]> git.ipfire.org Git - thirdparty/paperless-ngx.git/commitdiff
Feature: Allow deletion of documents via the fuzzy matching command (#4957)
authorTrenton H <797416+stumpylog@users.noreply.github.com>
Mon, 18 Dec 2023 02:37:38 +0000 (18:37 -0800)
committerGitHub <noreply@github.com>
Mon, 18 Dec 2023 02:37:38 +0000 (18:37 -0800)
* Adds new flag allowing deletion of one of a document pair which is over the match ratio

* Documents the new command option

docs/administration.md
src/documents/management/commands/document_fuzzy_match.py
src/documents/tests/test_management_fuzzy.py

index 808d6afaf11a111ef3efc6ca2f120097c8d7d540..cf8a24294e50ccd0b584d80528a834d7430f436a 100644 (file)

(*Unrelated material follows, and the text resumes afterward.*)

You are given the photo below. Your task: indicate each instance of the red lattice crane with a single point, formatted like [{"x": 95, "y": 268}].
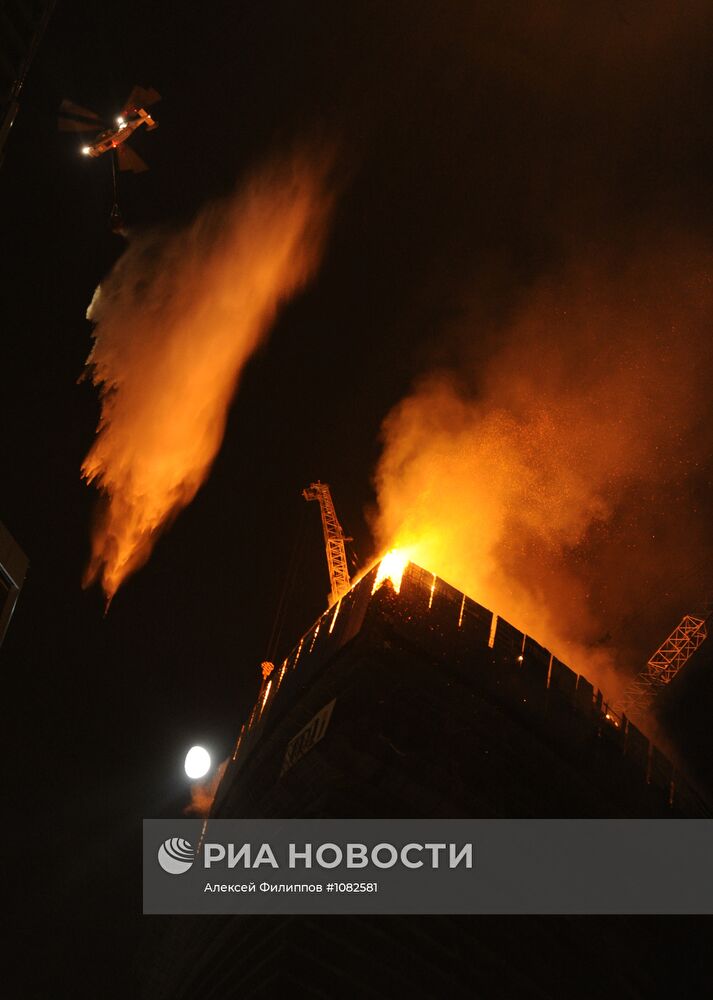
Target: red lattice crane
[{"x": 334, "y": 539}]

@@ -607,3 +607,10 @@ document_fuzzy_match [--ratio] [--processes N]
 | ----------- | -------- | ------------------- | ------------------------------------------------------------------------------------------------------------------------------ |
 | --ratio     | No       | 85.0                | a number between 0 and 100, setting how similar a document must be for it to be reported. Higher numbers mean more similarity. |
 | --processes | No       | 1/4 of system cores | Number of processes to use for matching. Setting 1 disables multiple processes                                                 |
+| --delete    | No       | False               | If provided, one document of a matched pair above the ratio will be deleted.                                                   |
+
+!!! warning
+
+    If providing the `--delete` option, it is highly recommended to have a backup.

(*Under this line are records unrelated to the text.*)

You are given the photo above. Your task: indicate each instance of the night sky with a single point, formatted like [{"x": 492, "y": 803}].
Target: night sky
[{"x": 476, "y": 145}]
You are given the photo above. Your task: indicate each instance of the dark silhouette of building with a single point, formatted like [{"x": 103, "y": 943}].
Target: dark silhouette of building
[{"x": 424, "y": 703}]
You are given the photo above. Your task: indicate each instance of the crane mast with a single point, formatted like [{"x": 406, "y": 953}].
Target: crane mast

+    While every effort has been taken to ensure proper operation, there is always the
+    chance of deletion of a file you want to keep.
index 597a9d2c131d3805f448af521e8bc563c2349d4a..9e01ff1b06cb850a4d86b51d3390e1fa4389b23d 100644 (file)
@@ -53,6 +53,12 @@ class Command(MultiProcessMixin, ProgressBarMixin, BaseCommand):
             type=float,
             help="Ratio to consider documents a match",
         )
+        parser.add_argument(
+            "--delete",
+            default=False,
+            action="store_true",
+            help="If set, one document of matches above the ratio WILL BE DELETED",
+        )
         self.add_argument_progress_bar_mixin(parser)
         self.add_argument_processes_mixin(parser)
 
@@ -63,6 +69,13 @@ class Command(MultiProcessMixin, ProgressBarMixin, BaseCommand):
         self.handle_processes_mixin(**options)
         self.handle_progress_bar_mixin(**options)
 
+        if options["delete"]:
+            self.stdout.write(
+                self.style.WARNING(
+                    "The command is configured to delete documents.  Use with caution",
+                ),
+            )
+
         opt_ratio = options["ratio"]
         checked_pairs: set[tuple[int, int]] = set()
         work_pkgs: list[_WorkPackage] = []
@@ -81,15 +94,12 @@ class Command(MultiProcessMixin, ProgressBarMixin, BaseCommand):
                     continue
                 # Skip matching which have already been matched together
                 # doc 1 to doc 2 is the same as doc 2 to doc 1
-                if (first_doc.pk, second_doc.pk) in checked_pairs or (
-                    second_doc.pk,
-                    first_doc.pk,
-                ) in checked_pairs:
+                doc_1_to_doc_2 = (first_doc.pk, second_doc.pk)
+                doc_2_to_doc_1 = doc_1_to_doc_2[::-1]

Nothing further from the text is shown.